As the incident unfolds, most traffic destined to the customer is going through Rogers’ network compared to Bell Canada, so once the incident starts, 100% packet loss is observed across most paths.
However, unlike the previous examples, traffic is not dropped prior to reaching Rogers’ network. Instead, traffic destined to the customer’s prefix enters Rogers’ network and begins to loop internally until the traffic ultimately times out and is dropped.
Looking at the interfaces the traffic passed through within Rogers’ network reveals the severity of the looping issue, as seen in figure 8, where traffic repeatedly loops through the same router interface more than half a dozen times.
Rogers’ continued advertisement of its customer’s prefixes during this time enabled traffic to enter its network, but once inside the network, there appeared to be internal routing issues that prevented traffic from progressing to its destination, suggesting a broader issue impacting its control plane.
Given the timing of the measurements directly before and after the external BGP withdrawals (several minutes before and after), it’s difficult to definitively determine whether the internal routing issues precipitated the incident; however, such a scenario would reflect behavior designed to ensure network (in this case, Internet) resilience. If parts of a network become incapacitated because routing is not functioning, withdrawing external routes could be expected behavior—as was the case in the Facebook outage last year, when an internal issue triggered an automatic withdrawal of some external routes. In that case, the BGP withdrawals were simply a byproduct of the triggering event and even if the routes had not been withdrawn, the service would not have been available.

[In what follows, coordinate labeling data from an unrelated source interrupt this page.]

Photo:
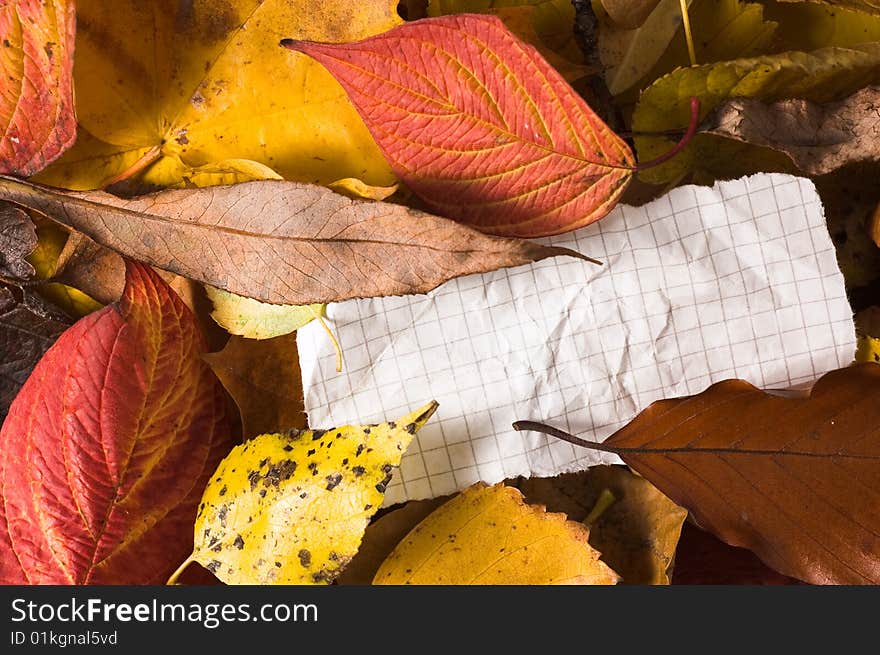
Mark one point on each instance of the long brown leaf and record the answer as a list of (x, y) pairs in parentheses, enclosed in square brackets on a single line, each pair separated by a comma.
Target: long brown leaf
[(818, 138), (797, 481), (282, 242)]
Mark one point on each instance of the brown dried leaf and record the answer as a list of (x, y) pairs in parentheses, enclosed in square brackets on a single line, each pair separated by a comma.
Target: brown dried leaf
[(282, 242), (264, 379), (794, 480), (819, 138), (18, 238), (629, 13), (874, 226)]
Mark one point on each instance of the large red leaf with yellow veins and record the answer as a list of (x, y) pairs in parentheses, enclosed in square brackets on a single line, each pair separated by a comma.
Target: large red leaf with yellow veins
[(108, 446), (37, 121), (479, 125)]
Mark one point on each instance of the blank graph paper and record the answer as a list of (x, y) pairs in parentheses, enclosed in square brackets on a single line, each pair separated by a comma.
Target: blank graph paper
[(704, 284)]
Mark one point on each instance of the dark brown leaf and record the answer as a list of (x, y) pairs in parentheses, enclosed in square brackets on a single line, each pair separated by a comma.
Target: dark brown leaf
[(702, 558), (264, 379), (28, 327), (282, 242), (819, 138), (93, 269), (796, 481)]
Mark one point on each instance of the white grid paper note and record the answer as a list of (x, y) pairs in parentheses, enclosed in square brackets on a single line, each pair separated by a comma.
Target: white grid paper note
[(704, 284)]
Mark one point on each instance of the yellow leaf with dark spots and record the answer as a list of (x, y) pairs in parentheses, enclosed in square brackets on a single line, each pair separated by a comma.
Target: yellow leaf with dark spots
[(292, 508), (489, 535), (204, 81)]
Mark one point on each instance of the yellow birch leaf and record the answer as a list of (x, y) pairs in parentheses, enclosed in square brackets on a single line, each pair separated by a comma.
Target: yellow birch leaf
[(637, 533), (822, 75), (292, 508), (355, 188), (489, 535), (868, 333), (253, 319), (206, 81)]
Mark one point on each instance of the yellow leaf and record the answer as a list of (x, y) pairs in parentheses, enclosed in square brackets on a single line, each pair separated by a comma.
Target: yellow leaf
[(264, 380), (868, 332), (355, 188), (821, 76), (637, 533), (488, 535), (253, 319), (229, 171), (292, 508), (206, 81)]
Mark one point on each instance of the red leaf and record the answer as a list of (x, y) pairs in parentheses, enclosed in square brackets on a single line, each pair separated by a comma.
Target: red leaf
[(106, 450), (479, 125), (37, 121)]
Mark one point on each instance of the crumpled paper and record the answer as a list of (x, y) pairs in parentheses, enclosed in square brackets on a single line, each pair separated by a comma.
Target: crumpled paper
[(701, 285)]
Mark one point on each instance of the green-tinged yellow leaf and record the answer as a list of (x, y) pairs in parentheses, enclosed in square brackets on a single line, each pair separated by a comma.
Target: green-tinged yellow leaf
[(206, 81), (489, 535), (292, 508), (722, 29), (253, 319), (812, 25), (868, 349), (821, 76), (870, 6)]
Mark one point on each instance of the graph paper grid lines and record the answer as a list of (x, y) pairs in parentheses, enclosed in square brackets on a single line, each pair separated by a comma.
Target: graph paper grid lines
[(736, 281)]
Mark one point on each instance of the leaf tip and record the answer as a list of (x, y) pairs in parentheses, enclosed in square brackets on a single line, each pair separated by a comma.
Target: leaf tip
[(419, 417)]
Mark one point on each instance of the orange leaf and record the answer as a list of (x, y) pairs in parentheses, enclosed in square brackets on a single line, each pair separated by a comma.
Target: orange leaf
[(480, 126), (108, 446), (37, 121)]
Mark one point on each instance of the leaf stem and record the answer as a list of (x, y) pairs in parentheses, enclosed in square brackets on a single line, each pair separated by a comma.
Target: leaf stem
[(180, 569), (145, 160), (682, 144), (332, 337), (534, 426), (685, 17)]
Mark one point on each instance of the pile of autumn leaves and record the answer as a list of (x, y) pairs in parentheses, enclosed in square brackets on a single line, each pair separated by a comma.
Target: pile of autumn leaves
[(255, 158)]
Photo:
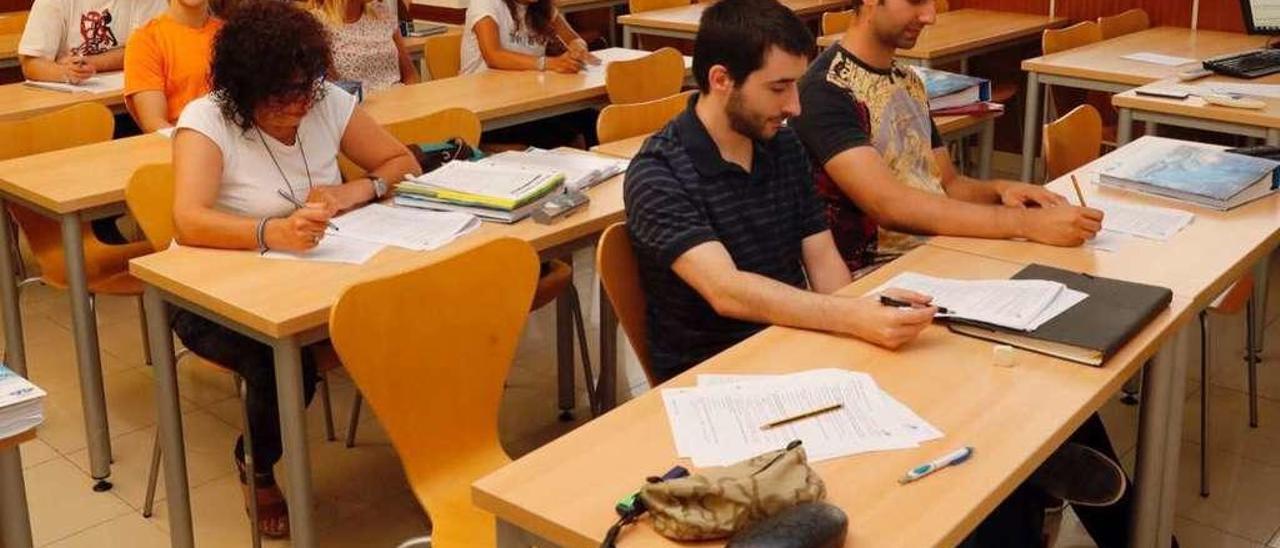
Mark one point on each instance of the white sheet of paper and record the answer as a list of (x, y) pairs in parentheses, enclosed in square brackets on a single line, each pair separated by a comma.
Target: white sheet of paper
[(406, 227), (1015, 304), (1143, 222), (1168, 60), (99, 83), (333, 249)]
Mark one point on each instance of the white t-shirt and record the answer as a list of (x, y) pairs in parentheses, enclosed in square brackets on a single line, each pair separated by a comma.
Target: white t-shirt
[(250, 178), (521, 41), (85, 27)]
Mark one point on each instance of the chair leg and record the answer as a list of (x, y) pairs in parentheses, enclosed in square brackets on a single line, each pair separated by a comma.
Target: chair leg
[(146, 337), (355, 419), (152, 478), (1205, 354), (580, 328), (250, 469), (328, 407), (1252, 352)]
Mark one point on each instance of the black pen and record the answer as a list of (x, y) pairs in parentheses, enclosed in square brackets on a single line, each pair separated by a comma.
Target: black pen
[(890, 301), (300, 205)]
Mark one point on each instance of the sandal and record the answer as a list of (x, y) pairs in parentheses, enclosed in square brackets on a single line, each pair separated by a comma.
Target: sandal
[(273, 511)]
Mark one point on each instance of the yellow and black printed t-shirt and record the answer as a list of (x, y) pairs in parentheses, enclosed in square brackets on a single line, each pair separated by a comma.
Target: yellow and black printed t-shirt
[(846, 104)]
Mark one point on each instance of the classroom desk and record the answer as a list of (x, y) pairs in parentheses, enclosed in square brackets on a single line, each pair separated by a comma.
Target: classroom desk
[(14, 519), (681, 22), (55, 185), (964, 33), (950, 127), (1198, 263), (1194, 113), (1100, 67), (261, 298), (563, 493)]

Regardless of the underlying cause, from a customer standpoint, impact is of greater importance. In the case of the customer shown above, because they were also connected to Bell Canada, routing eventually reconverged around routes through that service provider approximately 15 minutes after the start of the outage.
Long stretches of availability followed by route instability and service disruption may indicate that Rogers was not aware of the specific change that triggered the routing issues, leading to repetition of the precipitating event and resultant service disruption.
During periods when some of Rogers’ prefixes are reachable, traffic flows normally for some users, as seen in figure 11.
Lessons and Takeaways
Outages are inevitable and no provider is immune to them, including operators of the largest networks and services, such as Facebook, Google, and AWS. However, outage impact can vary widely depending on whether enterprises have taken steps to reduce their risk and increase their responsiveness. This outage was an important reminder on the need for redundancy for every critical service dependency. Here are some takeaways from this outage and its enterprise customer impact:
- Diversify your delivery services—having more than one network provider in place or at the ready will reduce the impact of any one ISP experiencing a disruption in service.
- Have a backup plan for when outages happen, and be sure you have proactive visibility in place so you know when you need to activate your backup procedures (such as revoking a BGP announcement to an ISP having an outage so your users are routed around the problem).
- Understand all of your dependencies—even indirect, “hidden” ones. For example, if you rely on external services for site or app components, be sure to understand their dependencies, such as their ISP providers, so you can ensure they are also resilient.
Continuous visibility into the availability of your services over the Internet will ensure you have proactive awareness of potential issues and enable you to respond quickly to resolve them.